毎度のことながら、文語が安定しない。真面目に丁寧語でいくか、小説っぽくいくか、随筆か、それとも口語か……今回はこんな感じで書いていこう。最近、正社員の方の仕事用のドキュメントばかりになってしまい、つい業務用の書きっぷりになってしまいそうだが、アレは脳に負荷がかかる。休みの日にコワーキングスペースに来ている時点でワーカホリックが抜けきれていなことは否めないが、少しでも脳を休めるため、気ままにかける文体で書き進めることにする。

2度目のエストニア生活も5ヶ月が経ち、冬が終わり、春が過ぎ、夏も晩夏といったところか、だいぶ時間が経った。「書こう書こう」と思い続けて数ヶ月、ようやくnoteの編集画面まで進むことができた。割と人生を賭けた移住なはずなのだが、賭けたものの割には大した進捗が得られていないことも、もしかしたら、筆が止まっていた原因の一つなのかもしれない。とはいえ、拙文を以て、一度それを精算しようと思う。

さて、今回のエストニア移住は2回目で、しかも割と新しいデジタルノマドビザを使った移住は、あまり例にないはずだ。私の人生の進捗は芳しくないが、この拙文を読んだ第三者の人生には、何かしらの形で寄与できるかもしれない。そんな祈りを込めて、ビザの取得の流れから振り返っていく。

出立まで(2023年1〜3月)

実際にエストニアに出国したのが2023年3月下旬であり、出国に思い至ったのは、新年初の営業日、つまり平日だった。思い至ってから3ヶ月弱で移住まで進めたのは、今から振り返っても尋常じゃない。家庭を持っていない孤独なアラサーおじさんだからできた業なのかもしれない。読者各位においては、私よりも綿密に計画を立てて移住を進めることを推奨したい。

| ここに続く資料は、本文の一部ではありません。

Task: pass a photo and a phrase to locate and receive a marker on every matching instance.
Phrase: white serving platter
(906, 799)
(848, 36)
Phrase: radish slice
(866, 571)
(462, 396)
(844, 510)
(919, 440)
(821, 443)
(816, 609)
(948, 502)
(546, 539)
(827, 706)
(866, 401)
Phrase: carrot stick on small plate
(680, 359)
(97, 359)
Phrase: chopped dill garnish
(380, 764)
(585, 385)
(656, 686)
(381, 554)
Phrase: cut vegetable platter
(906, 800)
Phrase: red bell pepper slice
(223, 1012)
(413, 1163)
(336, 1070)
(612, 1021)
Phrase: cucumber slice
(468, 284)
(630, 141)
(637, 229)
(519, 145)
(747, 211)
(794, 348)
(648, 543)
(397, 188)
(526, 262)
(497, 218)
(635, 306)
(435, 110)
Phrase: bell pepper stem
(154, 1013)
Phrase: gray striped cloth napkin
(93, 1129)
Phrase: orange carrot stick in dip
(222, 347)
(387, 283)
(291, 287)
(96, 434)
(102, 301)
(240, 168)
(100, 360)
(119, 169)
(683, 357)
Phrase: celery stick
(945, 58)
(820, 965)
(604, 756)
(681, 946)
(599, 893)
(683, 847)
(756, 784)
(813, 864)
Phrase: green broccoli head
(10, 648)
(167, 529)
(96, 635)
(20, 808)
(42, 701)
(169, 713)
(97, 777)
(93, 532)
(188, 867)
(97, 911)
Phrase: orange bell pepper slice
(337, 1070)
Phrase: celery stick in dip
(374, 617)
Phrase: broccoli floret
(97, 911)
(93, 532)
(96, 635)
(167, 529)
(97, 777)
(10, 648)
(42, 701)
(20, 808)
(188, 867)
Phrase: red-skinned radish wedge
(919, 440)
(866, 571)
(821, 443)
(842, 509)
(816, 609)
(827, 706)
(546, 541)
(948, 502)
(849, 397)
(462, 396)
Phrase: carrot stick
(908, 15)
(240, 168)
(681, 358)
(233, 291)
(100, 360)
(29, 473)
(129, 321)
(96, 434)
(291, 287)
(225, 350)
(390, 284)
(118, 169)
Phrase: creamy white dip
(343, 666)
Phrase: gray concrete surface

私は日本滞在中には、地元である東京都町田市(※ 日本の首都として知られる)近郊のレンタルオフィスを借りて、そこで自分のエストニア企業の作業と、日本企業の定職の業務とを行なっていたのだが、そこが2023年4月末を以て閉鎖される旨の手紙を受け取った。新年早々のサプライズである。自宅では集中できない放浪癖を持った身としては、また新しく国内のレンタルオフィスなりコワーキングスペースを探し直すことは、大変面倒なことである。「いっそのことまたエストニア行くか。ついでにどうにか永住する術を得てこよう」と思い至った。

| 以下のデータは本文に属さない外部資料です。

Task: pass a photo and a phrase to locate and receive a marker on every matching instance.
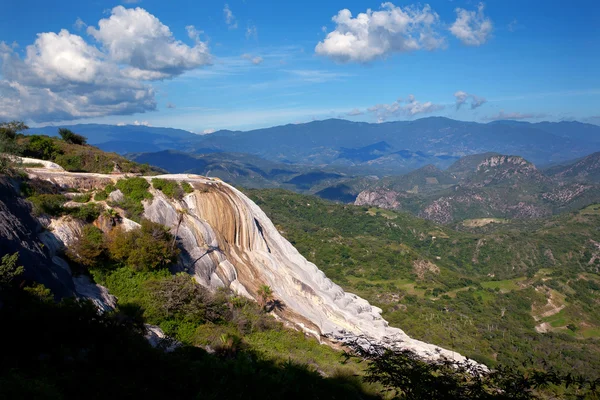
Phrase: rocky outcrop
(228, 241)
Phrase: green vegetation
(82, 198)
(71, 137)
(489, 286)
(142, 249)
(408, 377)
(169, 187)
(70, 151)
(9, 269)
(187, 188)
(8, 143)
(102, 195)
(104, 355)
(135, 190)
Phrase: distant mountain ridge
(488, 186)
(390, 148)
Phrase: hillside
(505, 295)
(389, 148)
(131, 244)
(481, 186)
(586, 169)
(246, 170)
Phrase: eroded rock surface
(228, 241)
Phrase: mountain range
(387, 148)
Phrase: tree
(265, 295)
(71, 137)
(9, 269)
(145, 248)
(89, 247)
(10, 130)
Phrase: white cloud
(514, 116)
(462, 97)
(376, 34)
(354, 112)
(62, 77)
(473, 28)
(137, 38)
(317, 76)
(79, 24)
(403, 108)
(229, 17)
(251, 32)
(256, 60)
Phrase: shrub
(181, 298)
(83, 198)
(42, 147)
(73, 163)
(89, 247)
(101, 195)
(51, 204)
(9, 130)
(9, 269)
(71, 137)
(87, 212)
(187, 188)
(145, 248)
(169, 187)
(135, 190)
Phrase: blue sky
(205, 66)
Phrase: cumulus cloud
(462, 97)
(229, 17)
(316, 76)
(137, 38)
(256, 60)
(473, 28)
(79, 24)
(376, 34)
(63, 77)
(403, 108)
(251, 32)
(514, 116)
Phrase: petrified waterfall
(228, 241)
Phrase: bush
(87, 212)
(169, 187)
(71, 137)
(89, 247)
(51, 204)
(83, 198)
(187, 188)
(42, 147)
(146, 248)
(135, 190)
(101, 195)
(180, 297)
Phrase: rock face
(228, 241)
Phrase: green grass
(372, 255)
(506, 285)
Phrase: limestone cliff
(228, 241)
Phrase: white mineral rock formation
(227, 240)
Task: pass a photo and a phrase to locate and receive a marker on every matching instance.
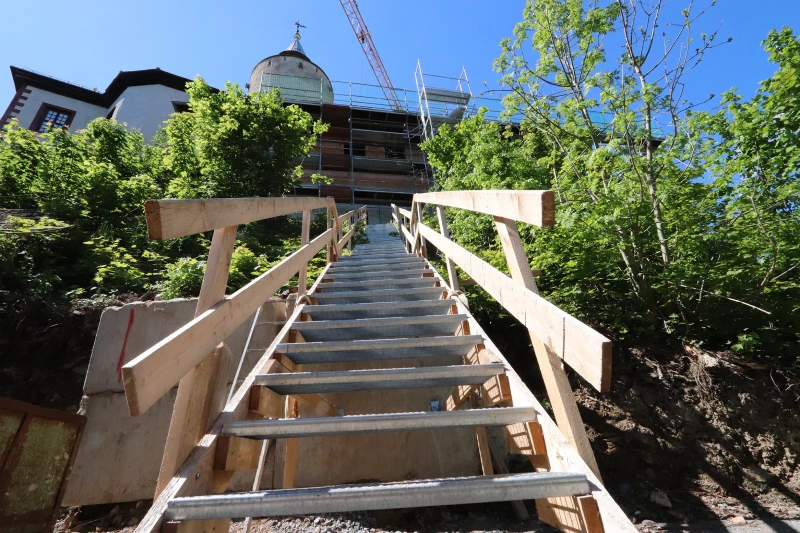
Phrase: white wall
(84, 113)
(146, 107)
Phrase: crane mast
(368, 46)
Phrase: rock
(661, 499)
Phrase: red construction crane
(362, 34)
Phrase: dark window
(52, 116)
(180, 107)
(395, 153)
(111, 112)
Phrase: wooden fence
(193, 357)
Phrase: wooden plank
(555, 378)
(408, 238)
(562, 457)
(305, 236)
(196, 476)
(423, 247)
(347, 215)
(483, 451)
(236, 453)
(346, 239)
(584, 349)
(459, 396)
(290, 456)
(194, 407)
(533, 207)
(168, 219)
(451, 267)
(590, 514)
(150, 375)
(266, 403)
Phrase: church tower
(299, 79)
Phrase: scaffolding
(371, 150)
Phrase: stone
(661, 499)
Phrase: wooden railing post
(422, 246)
(195, 407)
(305, 236)
(451, 266)
(555, 379)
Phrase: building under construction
(371, 150)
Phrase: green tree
(752, 152)
(235, 145)
(667, 218)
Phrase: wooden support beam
(194, 406)
(585, 350)
(197, 476)
(236, 453)
(561, 456)
(451, 267)
(168, 219)
(305, 237)
(290, 456)
(590, 513)
(555, 378)
(533, 207)
(423, 247)
(345, 240)
(266, 403)
(153, 373)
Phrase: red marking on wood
(121, 360)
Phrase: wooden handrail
(168, 219)
(533, 207)
(153, 373)
(585, 350)
(556, 336)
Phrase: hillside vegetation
(670, 220)
(73, 229)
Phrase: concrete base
(119, 456)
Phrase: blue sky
(89, 41)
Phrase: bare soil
(685, 436)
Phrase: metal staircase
(379, 378)
(379, 304)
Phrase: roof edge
(122, 81)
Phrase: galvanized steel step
(284, 428)
(381, 379)
(377, 496)
(381, 295)
(379, 328)
(384, 349)
(377, 275)
(370, 262)
(366, 285)
(337, 311)
(334, 270)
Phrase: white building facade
(143, 99)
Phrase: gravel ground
(483, 518)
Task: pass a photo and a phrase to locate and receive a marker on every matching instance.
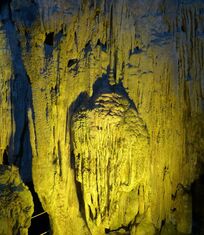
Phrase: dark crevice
(5, 157)
(103, 46)
(197, 190)
(72, 62)
(49, 39)
(124, 229)
(19, 150)
(40, 220)
(87, 48)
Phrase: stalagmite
(102, 110)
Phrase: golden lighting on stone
(101, 109)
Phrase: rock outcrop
(16, 204)
(52, 56)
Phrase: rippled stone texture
(16, 203)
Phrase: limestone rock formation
(52, 109)
(16, 204)
(111, 158)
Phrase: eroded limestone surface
(16, 203)
(53, 51)
(111, 144)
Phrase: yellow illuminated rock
(16, 204)
(119, 161)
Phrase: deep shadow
(39, 224)
(197, 190)
(19, 150)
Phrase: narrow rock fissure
(40, 220)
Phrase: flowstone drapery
(110, 142)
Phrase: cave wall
(55, 55)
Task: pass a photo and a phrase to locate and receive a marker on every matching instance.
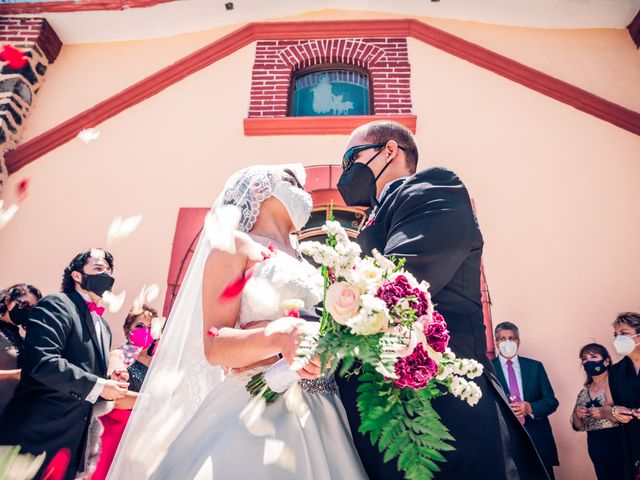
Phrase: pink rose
(416, 370)
(343, 301)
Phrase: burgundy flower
(421, 304)
(437, 334)
(416, 370)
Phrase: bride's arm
(232, 348)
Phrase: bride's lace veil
(180, 377)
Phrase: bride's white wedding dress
(216, 445)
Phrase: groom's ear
(391, 149)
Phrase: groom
(65, 366)
(427, 218)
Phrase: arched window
(330, 90)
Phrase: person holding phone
(623, 395)
(604, 436)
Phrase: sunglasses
(351, 155)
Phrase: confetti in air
(89, 135)
(7, 214)
(97, 253)
(121, 228)
(220, 226)
(114, 301)
(147, 295)
(14, 57)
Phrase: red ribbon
(95, 308)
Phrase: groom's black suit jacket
(63, 359)
(428, 219)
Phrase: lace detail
(279, 278)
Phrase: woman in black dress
(15, 304)
(623, 397)
(604, 437)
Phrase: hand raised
(114, 390)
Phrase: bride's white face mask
(297, 202)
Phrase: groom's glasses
(351, 155)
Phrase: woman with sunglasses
(15, 304)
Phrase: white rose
(368, 323)
(372, 319)
(343, 301)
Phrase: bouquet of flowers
(379, 322)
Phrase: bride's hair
(180, 377)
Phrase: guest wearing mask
(604, 437)
(64, 372)
(623, 396)
(529, 391)
(136, 320)
(15, 304)
(137, 327)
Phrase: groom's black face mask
(357, 184)
(98, 283)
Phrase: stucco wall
(555, 189)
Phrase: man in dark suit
(65, 366)
(526, 384)
(427, 218)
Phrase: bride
(190, 419)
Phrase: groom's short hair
(384, 130)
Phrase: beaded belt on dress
(319, 386)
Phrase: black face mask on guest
(19, 315)
(97, 283)
(357, 184)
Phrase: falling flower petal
(276, 452)
(157, 324)
(220, 226)
(114, 302)
(97, 253)
(14, 57)
(121, 228)
(88, 135)
(235, 288)
(7, 215)
(22, 189)
(152, 292)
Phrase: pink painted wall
(556, 189)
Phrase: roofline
(529, 77)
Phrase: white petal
(121, 228)
(220, 225)
(152, 292)
(157, 324)
(114, 302)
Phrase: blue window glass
(330, 92)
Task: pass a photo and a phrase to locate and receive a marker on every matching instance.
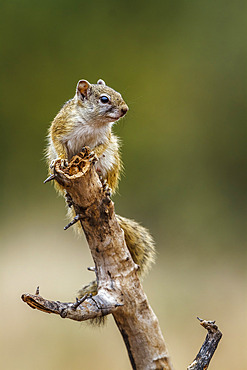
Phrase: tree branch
(209, 346)
(119, 289)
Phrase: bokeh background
(181, 67)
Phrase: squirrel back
(86, 120)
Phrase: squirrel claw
(69, 200)
(79, 301)
(74, 221)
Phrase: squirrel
(87, 120)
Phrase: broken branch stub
(119, 289)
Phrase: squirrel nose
(124, 110)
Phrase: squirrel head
(99, 102)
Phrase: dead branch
(209, 346)
(119, 289)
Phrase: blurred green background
(181, 67)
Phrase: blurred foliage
(181, 67)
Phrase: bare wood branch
(119, 289)
(209, 346)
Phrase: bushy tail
(141, 246)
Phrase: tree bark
(204, 356)
(120, 292)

しかし、前回の滞在でワーキングホリデービザ(Dビザ)を使ってしまったため、今回はそれを使うことができなかった。「スタートアップビザでも申請するか」と考えながら、最新の情報を検索。調べるのは当然、在日エストニア大使館のWebサイトである。調べる中で、以下のソースにぶち当たった。

https://tokyo.mfa.ee/digital-nomad-visa/

「なるほど、デジタルノマドビザ…」。このビザは「国籍を有する国の企業で定職についていること」などが条件で取得できるビザであり、自分の今の状況を鑑みた際に、非常に都合が良かった。なんせ、スタートアップビザ取得のためには、MVPや動画を作ったり事業計画も作らないといけない。それらには時間がかかるうえ、Estonian Mafiaによる審査を要するために確実に移住できる保証もないからである。既に定職にはついている以上、一番しんどい「6ヶ月の間に€4,500(gross of tax)の収入があること」さえ書面で示せれば、あとはどうにでもなるデジタルノマドビザの方が楽だったのである。

ただし、この収入要件のハードルは非常に高かった。しかし、申請のタイミングが非常に良かった。ここで幸いしたのが「6ヶ月の間に」という一文である。6ヶ月というのが約183日間の収入ということであり、これは必ずしも「6ヶ月分の月収」であるとは限らない。申請日によっては、7ヶ月分の月収だったり、夏冬の賞与などを含めることも十分に可能なのだ。私の申請においても、申請日を計算・調整することで、どうにか収入要件を満たせることを確認できた。就業先のバックオフィス部門に相談しつつ、どうにか英文の収入証明書と雇用証明書を作成していただき、難しい書類を揃えることができたのであった。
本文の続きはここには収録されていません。